第十六話

 病院に着くと優子は、すぐに集中治療室に運ばれた。


 そして私は、主治医に言われた。

「非常に危険な状態です。すぐに、ご家族を呼んでください」


 私は、スマホで義父に電話をかけた。すると義父と義母は、すぐに病院にけつけてきた。


 そして義父に、聞かれた。

「容態は、どうだね?」

「非常に危険な状態だ、そうです……」


 義母は、私を責めた。

「信吾さん! あなたがついていながら、どうして?!」

「すみません。私が外泊を、しようと言ってしまって……」


 義父は、険しい表情で言った。

「でも、それは優子が望んだことなんだろう? 優子は、もう長くないと聞いた時から、この日がくるのは覚悟していたよ……」


 すると白い制服を着た看護師に、うながされた。

「ご家族の方、中へどうぞ」


 中に入ると多くのモニターや機器が、優子がいるベットをかこんでいた。優子は酸素マスクをつけて、苦しそうに呼吸をしていた。

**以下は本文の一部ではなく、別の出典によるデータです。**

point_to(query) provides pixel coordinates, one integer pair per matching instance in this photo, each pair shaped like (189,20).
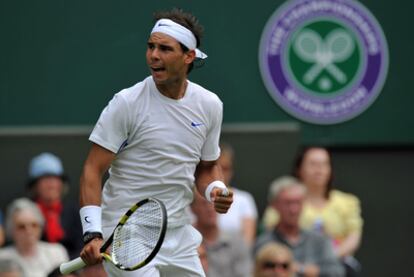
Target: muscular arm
(206,173)
(97,163)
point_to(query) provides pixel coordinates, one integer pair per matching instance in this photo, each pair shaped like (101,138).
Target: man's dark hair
(299,161)
(185,19)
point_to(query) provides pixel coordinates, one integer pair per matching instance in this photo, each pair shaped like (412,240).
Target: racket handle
(72,266)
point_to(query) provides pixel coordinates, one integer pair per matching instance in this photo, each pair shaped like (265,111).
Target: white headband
(180,33)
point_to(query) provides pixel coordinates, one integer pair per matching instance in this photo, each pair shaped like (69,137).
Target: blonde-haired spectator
(274,260)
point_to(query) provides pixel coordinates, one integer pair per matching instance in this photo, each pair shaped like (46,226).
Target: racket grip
(72,265)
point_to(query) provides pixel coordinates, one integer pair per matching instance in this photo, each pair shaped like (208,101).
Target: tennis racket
(135,240)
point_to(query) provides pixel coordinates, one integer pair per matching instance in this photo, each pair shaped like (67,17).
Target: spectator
(10,268)
(312,252)
(202,253)
(24,223)
(48,185)
(274,260)
(241,218)
(228,256)
(329,211)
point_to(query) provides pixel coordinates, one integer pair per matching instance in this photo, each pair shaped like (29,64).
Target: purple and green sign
(323,61)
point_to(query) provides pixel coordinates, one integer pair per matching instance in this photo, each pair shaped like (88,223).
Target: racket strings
(135,240)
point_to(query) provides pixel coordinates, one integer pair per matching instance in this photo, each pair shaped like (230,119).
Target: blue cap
(45,164)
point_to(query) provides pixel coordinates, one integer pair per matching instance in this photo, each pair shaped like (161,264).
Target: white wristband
(215,184)
(91,218)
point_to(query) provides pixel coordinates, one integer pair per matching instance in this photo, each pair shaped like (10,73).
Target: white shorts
(178,257)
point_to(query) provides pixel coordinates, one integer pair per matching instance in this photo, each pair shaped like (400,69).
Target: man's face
(166,59)
(315,170)
(289,204)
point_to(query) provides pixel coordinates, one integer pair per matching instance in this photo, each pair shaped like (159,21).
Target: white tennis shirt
(159,141)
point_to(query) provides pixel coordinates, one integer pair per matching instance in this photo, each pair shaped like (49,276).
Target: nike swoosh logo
(194,124)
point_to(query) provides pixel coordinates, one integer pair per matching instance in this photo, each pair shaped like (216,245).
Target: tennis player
(159,138)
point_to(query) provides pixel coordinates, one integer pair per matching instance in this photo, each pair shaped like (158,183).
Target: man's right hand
(90,253)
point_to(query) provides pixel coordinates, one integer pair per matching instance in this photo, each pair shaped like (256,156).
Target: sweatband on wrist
(211,186)
(91,218)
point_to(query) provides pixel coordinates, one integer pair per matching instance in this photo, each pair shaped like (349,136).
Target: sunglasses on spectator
(273,265)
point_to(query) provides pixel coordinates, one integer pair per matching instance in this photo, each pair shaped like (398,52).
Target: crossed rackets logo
(336,47)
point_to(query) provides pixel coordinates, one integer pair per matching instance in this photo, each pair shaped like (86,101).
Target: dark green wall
(63,60)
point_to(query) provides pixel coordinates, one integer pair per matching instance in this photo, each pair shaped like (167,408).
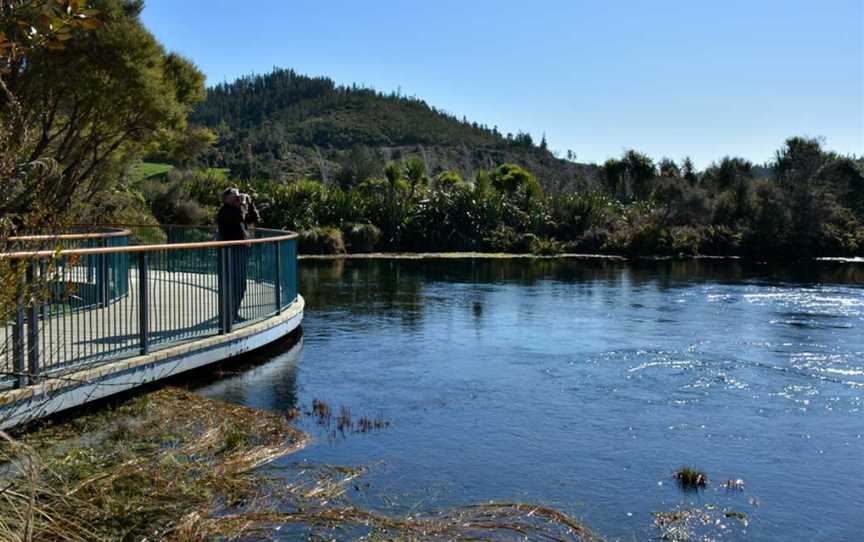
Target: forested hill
(288,125)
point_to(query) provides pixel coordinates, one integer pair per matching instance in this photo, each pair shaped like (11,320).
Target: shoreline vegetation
(529,256)
(172,465)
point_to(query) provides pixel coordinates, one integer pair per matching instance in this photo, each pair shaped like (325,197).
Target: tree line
(808,202)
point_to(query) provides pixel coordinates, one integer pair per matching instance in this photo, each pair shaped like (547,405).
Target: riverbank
(562,256)
(172,465)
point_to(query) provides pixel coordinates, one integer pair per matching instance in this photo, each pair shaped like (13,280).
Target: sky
(666,77)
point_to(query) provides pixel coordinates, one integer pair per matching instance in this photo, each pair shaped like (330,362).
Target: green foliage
(630,177)
(90,107)
(361,237)
(509,178)
(321,241)
(448,180)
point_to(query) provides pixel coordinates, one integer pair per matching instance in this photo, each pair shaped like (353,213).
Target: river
(584,385)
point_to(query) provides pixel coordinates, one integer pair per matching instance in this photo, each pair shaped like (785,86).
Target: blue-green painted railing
(122,295)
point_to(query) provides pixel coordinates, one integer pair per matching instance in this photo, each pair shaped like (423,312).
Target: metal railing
(97,297)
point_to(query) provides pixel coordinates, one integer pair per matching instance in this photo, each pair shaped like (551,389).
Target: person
(234,217)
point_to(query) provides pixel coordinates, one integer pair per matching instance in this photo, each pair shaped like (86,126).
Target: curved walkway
(116,317)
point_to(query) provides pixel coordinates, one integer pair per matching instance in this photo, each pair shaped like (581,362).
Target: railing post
(277,285)
(102,275)
(18,336)
(143,305)
(229,289)
(32,329)
(224,290)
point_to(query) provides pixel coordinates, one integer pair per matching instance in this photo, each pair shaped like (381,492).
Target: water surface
(584,384)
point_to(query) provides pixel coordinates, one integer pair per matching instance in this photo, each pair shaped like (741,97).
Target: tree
(630,177)
(447,180)
(97,103)
(688,171)
(415,172)
(668,168)
(730,173)
(508,178)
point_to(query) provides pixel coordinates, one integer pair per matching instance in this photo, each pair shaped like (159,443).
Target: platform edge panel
(33,402)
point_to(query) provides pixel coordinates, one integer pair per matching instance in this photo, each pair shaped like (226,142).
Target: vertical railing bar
(277,284)
(18,334)
(32,326)
(143,306)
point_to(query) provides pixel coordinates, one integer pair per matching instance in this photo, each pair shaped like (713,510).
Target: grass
(149,170)
(175,466)
(153,170)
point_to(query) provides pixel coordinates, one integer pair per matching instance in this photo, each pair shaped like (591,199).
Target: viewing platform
(101,312)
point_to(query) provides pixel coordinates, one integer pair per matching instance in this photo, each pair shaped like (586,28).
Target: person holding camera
(236,214)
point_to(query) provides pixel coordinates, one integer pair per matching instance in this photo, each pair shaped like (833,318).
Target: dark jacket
(232,222)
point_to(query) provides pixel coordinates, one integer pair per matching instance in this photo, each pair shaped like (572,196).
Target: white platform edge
(34,402)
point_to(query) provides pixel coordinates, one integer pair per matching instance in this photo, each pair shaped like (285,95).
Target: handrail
(107,302)
(148,248)
(72,236)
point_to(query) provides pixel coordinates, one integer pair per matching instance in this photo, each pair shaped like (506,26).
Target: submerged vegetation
(690,479)
(172,465)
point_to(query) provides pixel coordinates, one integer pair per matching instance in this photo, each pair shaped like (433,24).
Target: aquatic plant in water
(175,466)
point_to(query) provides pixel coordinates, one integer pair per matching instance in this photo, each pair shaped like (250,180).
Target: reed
(175,466)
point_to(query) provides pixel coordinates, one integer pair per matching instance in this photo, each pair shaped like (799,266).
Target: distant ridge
(287,125)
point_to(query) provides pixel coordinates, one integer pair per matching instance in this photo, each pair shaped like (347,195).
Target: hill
(287,125)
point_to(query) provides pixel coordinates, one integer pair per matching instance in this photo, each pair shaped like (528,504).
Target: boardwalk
(113,318)
(183,305)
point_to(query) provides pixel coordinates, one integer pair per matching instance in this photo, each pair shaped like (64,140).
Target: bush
(321,241)
(504,239)
(545,246)
(685,240)
(361,237)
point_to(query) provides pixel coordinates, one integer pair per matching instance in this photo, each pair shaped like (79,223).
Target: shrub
(321,241)
(361,237)
(686,240)
(721,240)
(545,247)
(503,239)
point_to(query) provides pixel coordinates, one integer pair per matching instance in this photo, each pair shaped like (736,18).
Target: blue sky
(669,78)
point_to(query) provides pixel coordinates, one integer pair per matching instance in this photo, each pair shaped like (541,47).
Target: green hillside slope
(284,125)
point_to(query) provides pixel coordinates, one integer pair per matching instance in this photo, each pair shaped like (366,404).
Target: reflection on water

 私たちがベットに近寄ると、優子は薄目を開けて告げた。

「お父さん、お母さん……。先立つ親不孝を許して……」


 義母は、絞り出すような声で答えた。

「優子……」


 そして優子は、私に言った。

「あなた……。ビーフシチューを作ってあげられなくて、ごめんね……」

「優子……」


 すると再び優子は、私に言った。

「信吾、あなたに最後のお願いがあるの……」

「何? 優子?」


 私は、どんな願いでも叶えるつもりだった。


 優子は、言った。

「今度、生まれ変わったら、また私を見つけて。そして素敵なプロポーズをして。

 そしたら今度は、可愛い子供を産んであげるから……」


 私は、優子の言葉を繰り返すことしか、できなかった。

「うん。生まれ変わったら、また優子を見つける。そしてプロポーズをする。

 だからその時、俺の子供を産んでくれ……」

「ありがとう……」


 そして優子は笑顔を作り、つぶやいた。

「私の人生は、本当に幸せだった……」


 それが優子の、最後の言葉だった。


   ●


 里美に告白した次の日、私は優子の墓参りに、きていた。


 墓地の近くに駐車場が無かったため、マンションの近くのバス停からバスに乗り、墓地の近くのバス停で降りた。


 灰色の墓石が並ぶ墓地を進み、優子の墓前に、花と優子が好きだったミルクティーとチーズケーキを供えると私は、手を合わせた。

 優子のことは、まだ忘れていなかったが里美に、ひかれている自分が確かにいた。


 その時、不意に声をかけられた。

「やあ、信吾君じゃないか。どうしたんだい? 一周忌いっしゅうきはこの間、終わったばかりじゃないか?」

「あ、お義父さん……」


 そこには髪がほとんど白く短髪の、義父がいた。


 義父は墓前に花を供えて手を合わせた後、言った。

「まさか今日、君に会えるとは思ってもいなかった。これは、優子が引き合わせてくれたのかな?」

「はあ、そうかも知れません……」


 私は少し、バツが悪くなって視線をそらした。


 すると義父が、聞いてきた。

「本当に、どうしたんだい?」

「いえ、ちょっと優子に会いたくなって……」

「ふーん?」


 私は義父の視線を、またもそらした。


 すると義父は

「ははあ……」と、うなづいた。そして誘ってきた。

「どうだい、これから家にこないかい? 毎日、婆さんと二人きりで寂しいんだ。

 君なら、歓迎するよ」


 私は、少し渋った。

「はあ……。でも……」


 しかし義父は

「いいから、いいから」と、なかば強引に私を義父の家に連れて行った。